L'héroïne de cette série est là aussi une femme un peu borderline. Piper est une jolie trentenaire qui mène une vie plutôt banale et heureuse. Mais tout bascule lorsque son passé la rattrape et qu'elle doit payer pour ses erreurs de jeunesse. En effet, dix ans auparavant elle a trempé dans du trafic de drogue avec sa petite copine de l'époque, la sulfureuse Alex. Voilà donc que la douce et naïve jeune femme doit quitter son fiancé, sa famille et sa petite bulle pour purger une peine de prison de 8 mois entourée de délinquantes de toutes sortes : des filles blasées, sans tabou, dès fois brutales, dès fois attendrissantes... C'est un véritable choc des cultures pour Piper ! Elle découvre des conditions de vie difficiles, les petites humiliations du quotidien, avec notamment l'indifférence et la perversité des gardiens et, plus généralement, les dures lois de la prison entre co-détenues.

Trailer : 

Au début, Piper a pas mal de préjugés vis à vis de ses codétenues aux allures renfermées, un peu illuminées, souvent effrayantes. Mais, au fur et à mesure, elle apprend à les connaitre et se rend compte que ce sont justes des femmes qui, pour la plupart ont manqué de chance dans leur vie, ont fait de mauvaises rencontres ou ont voulu se défendre. 

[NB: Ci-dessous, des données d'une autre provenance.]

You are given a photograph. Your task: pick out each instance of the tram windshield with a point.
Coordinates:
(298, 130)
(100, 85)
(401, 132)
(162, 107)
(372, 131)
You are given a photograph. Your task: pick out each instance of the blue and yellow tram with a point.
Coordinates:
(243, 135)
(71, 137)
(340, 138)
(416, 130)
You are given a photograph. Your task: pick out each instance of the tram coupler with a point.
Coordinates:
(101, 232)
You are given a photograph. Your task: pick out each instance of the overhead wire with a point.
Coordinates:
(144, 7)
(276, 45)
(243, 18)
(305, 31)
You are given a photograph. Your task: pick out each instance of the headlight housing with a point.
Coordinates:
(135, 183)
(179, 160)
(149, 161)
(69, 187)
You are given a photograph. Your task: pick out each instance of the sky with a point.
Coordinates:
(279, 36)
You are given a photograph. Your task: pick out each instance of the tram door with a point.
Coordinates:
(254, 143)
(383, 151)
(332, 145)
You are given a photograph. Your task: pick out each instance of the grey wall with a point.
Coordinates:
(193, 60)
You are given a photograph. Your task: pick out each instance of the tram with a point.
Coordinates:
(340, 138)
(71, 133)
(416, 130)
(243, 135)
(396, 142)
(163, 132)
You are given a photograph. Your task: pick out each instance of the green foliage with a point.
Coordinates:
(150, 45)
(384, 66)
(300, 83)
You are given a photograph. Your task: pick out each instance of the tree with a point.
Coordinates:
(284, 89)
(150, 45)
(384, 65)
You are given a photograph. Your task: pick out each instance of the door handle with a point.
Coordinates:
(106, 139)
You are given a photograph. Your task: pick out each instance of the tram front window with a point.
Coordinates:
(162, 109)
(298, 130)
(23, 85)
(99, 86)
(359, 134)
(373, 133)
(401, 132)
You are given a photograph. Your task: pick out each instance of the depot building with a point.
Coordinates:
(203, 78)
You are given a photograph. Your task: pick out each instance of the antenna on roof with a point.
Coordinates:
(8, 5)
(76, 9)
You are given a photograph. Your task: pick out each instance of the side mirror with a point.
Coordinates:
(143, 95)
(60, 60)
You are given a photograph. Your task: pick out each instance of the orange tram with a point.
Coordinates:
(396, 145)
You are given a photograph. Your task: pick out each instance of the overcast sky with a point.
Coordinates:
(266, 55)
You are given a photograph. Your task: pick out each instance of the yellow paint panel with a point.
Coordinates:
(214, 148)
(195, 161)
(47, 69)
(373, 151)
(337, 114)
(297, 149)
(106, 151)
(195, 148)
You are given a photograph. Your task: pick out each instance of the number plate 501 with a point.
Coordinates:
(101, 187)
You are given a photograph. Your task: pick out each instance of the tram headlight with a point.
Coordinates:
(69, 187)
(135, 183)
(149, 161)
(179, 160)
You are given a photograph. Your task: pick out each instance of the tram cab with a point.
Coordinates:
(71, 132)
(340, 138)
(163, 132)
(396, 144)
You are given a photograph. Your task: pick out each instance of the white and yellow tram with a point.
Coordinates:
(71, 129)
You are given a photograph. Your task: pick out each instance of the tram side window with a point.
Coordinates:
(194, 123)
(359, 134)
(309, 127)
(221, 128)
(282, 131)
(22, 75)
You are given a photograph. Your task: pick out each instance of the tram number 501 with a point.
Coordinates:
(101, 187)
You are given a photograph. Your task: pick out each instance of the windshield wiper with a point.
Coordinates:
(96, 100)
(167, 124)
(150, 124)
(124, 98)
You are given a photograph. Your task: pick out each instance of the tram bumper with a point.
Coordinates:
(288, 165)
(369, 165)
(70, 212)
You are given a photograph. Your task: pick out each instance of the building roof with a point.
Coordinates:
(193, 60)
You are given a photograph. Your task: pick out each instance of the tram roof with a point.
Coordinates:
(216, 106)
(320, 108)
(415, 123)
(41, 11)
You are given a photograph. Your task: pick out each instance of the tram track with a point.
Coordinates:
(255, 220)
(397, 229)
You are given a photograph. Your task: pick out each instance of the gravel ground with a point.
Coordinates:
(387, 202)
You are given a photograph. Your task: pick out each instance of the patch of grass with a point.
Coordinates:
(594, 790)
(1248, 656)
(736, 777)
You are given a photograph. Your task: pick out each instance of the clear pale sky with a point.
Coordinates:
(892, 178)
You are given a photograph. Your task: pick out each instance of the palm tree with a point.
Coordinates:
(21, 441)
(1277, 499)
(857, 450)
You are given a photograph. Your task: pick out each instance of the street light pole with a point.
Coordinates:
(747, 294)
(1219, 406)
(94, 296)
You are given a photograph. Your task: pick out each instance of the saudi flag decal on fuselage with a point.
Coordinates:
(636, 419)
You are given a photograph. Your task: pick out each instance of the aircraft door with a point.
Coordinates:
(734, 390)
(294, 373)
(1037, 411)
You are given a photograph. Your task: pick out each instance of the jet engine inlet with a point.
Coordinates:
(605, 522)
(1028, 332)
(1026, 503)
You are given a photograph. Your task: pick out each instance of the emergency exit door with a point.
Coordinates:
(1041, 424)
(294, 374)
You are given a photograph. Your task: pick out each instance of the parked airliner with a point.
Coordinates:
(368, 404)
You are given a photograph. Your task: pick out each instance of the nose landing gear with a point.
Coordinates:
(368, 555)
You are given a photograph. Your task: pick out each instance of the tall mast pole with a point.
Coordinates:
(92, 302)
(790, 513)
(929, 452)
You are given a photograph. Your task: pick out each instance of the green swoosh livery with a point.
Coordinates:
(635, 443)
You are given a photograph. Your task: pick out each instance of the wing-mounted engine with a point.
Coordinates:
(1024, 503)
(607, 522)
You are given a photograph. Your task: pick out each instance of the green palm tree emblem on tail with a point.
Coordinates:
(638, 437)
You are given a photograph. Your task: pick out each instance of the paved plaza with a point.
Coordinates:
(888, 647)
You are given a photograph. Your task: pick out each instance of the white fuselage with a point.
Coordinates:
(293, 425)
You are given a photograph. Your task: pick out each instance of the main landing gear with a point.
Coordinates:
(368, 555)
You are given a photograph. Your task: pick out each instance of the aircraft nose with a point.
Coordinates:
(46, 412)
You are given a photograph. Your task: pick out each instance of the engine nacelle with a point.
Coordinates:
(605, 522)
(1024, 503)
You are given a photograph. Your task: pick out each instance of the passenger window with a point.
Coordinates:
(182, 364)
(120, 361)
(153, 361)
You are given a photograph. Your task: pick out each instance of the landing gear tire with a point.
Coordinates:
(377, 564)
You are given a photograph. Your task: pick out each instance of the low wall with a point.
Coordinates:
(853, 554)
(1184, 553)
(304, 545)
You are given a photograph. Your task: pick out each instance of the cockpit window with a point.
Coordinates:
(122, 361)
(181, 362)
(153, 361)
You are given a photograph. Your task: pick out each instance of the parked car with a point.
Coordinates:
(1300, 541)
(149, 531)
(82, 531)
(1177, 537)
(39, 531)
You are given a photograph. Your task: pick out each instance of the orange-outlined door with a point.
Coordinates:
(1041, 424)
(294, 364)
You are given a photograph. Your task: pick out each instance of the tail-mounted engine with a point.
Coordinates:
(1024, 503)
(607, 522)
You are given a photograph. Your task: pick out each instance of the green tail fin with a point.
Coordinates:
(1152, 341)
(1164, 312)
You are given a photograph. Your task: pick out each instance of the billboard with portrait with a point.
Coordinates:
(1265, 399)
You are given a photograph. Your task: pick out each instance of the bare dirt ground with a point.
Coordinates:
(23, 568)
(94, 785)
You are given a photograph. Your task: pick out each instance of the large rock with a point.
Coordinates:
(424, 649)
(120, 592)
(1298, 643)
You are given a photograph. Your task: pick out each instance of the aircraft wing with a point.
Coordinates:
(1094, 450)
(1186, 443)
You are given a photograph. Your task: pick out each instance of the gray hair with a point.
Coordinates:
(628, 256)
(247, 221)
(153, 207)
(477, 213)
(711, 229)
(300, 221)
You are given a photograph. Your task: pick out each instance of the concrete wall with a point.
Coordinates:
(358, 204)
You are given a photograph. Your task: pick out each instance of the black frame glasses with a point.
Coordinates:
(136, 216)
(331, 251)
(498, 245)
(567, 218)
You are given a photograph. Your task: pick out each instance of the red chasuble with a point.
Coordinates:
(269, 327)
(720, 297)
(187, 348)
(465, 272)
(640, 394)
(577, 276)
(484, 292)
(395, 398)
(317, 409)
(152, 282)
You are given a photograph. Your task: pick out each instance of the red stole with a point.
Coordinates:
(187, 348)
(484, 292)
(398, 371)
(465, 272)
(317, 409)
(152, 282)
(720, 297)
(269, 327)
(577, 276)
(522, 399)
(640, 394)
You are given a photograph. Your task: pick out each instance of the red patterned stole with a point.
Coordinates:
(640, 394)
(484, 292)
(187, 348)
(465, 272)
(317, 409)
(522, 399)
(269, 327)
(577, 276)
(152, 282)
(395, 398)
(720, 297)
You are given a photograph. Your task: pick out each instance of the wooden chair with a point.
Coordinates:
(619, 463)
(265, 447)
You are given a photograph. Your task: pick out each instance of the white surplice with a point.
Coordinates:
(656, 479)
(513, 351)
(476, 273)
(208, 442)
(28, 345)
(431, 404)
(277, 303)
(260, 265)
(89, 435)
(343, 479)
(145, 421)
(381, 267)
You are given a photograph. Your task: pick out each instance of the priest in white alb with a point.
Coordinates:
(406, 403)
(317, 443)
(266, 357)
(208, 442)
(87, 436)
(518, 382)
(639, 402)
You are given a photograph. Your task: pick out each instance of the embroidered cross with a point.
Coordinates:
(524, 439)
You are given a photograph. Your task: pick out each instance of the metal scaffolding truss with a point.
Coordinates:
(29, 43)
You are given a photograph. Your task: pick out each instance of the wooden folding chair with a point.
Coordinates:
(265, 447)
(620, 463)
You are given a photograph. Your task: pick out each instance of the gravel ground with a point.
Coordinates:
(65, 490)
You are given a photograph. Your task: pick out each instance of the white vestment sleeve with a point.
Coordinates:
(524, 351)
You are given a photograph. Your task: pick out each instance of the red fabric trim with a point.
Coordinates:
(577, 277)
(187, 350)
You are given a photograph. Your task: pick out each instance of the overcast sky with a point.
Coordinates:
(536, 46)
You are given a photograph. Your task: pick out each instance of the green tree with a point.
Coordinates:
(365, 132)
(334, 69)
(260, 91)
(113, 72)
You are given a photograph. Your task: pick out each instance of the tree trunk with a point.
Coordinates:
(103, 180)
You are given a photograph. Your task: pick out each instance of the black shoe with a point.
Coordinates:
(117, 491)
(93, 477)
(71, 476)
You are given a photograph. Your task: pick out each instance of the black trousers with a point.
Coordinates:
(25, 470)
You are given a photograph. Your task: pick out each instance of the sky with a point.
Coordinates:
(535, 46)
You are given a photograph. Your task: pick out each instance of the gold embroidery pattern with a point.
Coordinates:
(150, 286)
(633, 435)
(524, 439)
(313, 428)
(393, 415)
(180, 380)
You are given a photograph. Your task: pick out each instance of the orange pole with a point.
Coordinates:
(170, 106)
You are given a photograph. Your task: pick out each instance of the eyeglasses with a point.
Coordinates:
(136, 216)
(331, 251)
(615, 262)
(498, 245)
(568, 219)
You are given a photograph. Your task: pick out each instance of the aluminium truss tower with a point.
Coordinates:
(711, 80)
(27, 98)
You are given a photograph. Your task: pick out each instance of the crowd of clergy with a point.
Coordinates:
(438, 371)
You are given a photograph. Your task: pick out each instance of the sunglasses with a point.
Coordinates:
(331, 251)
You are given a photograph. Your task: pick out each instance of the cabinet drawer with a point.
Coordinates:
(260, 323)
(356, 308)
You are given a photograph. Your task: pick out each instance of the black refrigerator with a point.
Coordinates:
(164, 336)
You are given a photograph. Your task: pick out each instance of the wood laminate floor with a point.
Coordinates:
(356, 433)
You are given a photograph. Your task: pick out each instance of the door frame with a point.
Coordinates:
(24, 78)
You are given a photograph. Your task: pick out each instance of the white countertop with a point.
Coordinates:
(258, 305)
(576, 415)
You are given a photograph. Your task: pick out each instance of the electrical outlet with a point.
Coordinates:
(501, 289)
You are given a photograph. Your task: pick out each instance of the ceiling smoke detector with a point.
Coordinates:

Piper et Suzanne "folle-dingue"

On suit donc l'histoire de Piper qui retrouve en prison celle par qui tout à commencé, son ex copine Alex, pour qui elle éprouve des sentiments partagés. S'en suit toute une histoire entre son fiancé, sa copine Alex, sa meilleure amie qui vient d'avoir un bébé, sa famille...

Piper et Alex

Chaque épisode retrace en parallèle la vie d'une détenue avant la prison. De cette manière, on en apprend davantage sur le passé de ces femmes, ce qui les a amené à être ce qu'elles sont aujourd'hui : des prisonnières. On apprend à les connaitre en même temps que Piper et on finit par s'attaches à ces personnages : une ancienne cuisinière russe, une jeune junkie lesbienne, une arnaqueuse harceleuse, une braqueuse de banque, une ex sportive de haut niveau, une nonne militante, etc.


Cette série pointe aussi la ségrégation qui existe en prison avec l'appartenance à des groupes : le clan des blanches, celui des latinas, le clan du troisième âge et celui des femmes noires... Chaque clan a une chef de groupe, une "mère" adoptive, à la fois dure et bienveillante avec "ses filles". Ce qui constitue une sorte de famille recomposée pour ces femmes qui ont tout perdu ou presque.
Et c'est autour de ces différents clans que se construit une bonne partie de l'intrigue : des luttes de pouvoir pour l'attribution de privilèges comme celui de tenir la cuisine, la mise en place de marché noir et trafic en tout genre dans la prison, etc. Mensonge, manipulation, amitié, amour, déception et émotions en tout genre, voilà ce qui fait vivre ces femmes en prison.


Les personnages sont interprétés avec beaucoup de justesse par des actrices prometteuses. Tous sont entiers, avec  leurs qualités et leurs défauts, on en oublie presque que ce sont des actrices tellement elles jouent bien ! Il y a plein de protagonistes mais tous ont leur importance. La réalisatrice parvient à rendre compte avec beaucoup de maîtrise et de subtilité des émotions de ces femmes. Elle décrit leur quotidien avec force de détails, ce qui fait de Orange is the new black une série pleine de vie.
De plus, la série porte un regard omniscient sur tous les personnages puisque les gardien(e)s et le personnel administratif ne sont pas en reste. Tantôt sadiques, tantôt bienveillants, soufflant le chaud et le froid, ils ont un rôle déterminant dans cette vie en prison.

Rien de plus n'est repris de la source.